Print Page - Another reason to dislike reCaptcha

Public area => The Pub => Off-topic => Topic started by: Arantor on April 4th, 2012, 01:49 PM

Title: Another reason to dislike reCaptcha
Post by: Arantor on April 4th, 2012, 01:49 PM

Regular readers here will know that I dislike reCaptcha, a lot.[1]

Putting aside the fact that it is worryingly flawed,[2] we have an interesting new vector for it.

I give you: http://www.theregister.co.uk/2012/04/04/google_recaptcha_street_view/

Specifically, it's using street numbers, and possibly street names, off Street View as things it's expecting you to decipher, to improve their database. Very effective crowdsourcing, potentially, but also it makes a mockery of any anti-spam considerations it may once have had.
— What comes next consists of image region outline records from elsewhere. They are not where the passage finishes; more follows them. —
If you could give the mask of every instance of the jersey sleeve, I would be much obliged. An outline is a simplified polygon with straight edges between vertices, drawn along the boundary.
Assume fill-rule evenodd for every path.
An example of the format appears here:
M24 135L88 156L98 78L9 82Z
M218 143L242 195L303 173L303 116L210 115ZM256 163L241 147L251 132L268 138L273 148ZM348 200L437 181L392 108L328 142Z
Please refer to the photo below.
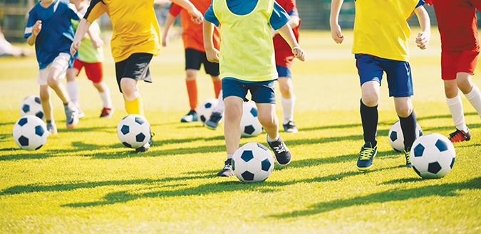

And that I only wrote a reCaptcha plugin to prove the viability of the CAPTCHA hooks, and to avoid people whining about not having it, not because *I* wanted it.

It shows you two words, one of which it actually doesn't know itself, and has been known to display numbers, and even mathematical equations and Hebrew writing, as the second 'word', in an attempt to crowdsource their meaning, which doesn't work as well as you might think, because people including bots just put nonsense in. In any case, even the word it does know, it accepts one letter being wrong, making it even less reliable than an actual regular CAPTCHA that displays a word. Small wonder it's been broken by bots.

Title: Re: Another reason to dislike reCaptcha
Post by: Farjo on April 4th, 2012, 02:44 PM

But how do you know it's the image that's the one it's learning? Presumably by now enough people have identified the images and so they could be the control 'word'.

This is just tabloid journalism in that they've built a whole article around a single assumption: quote: Johnston added: "If we assume Google’s objective is to get reCAPTCHA users to determine building numbers from Street View images..."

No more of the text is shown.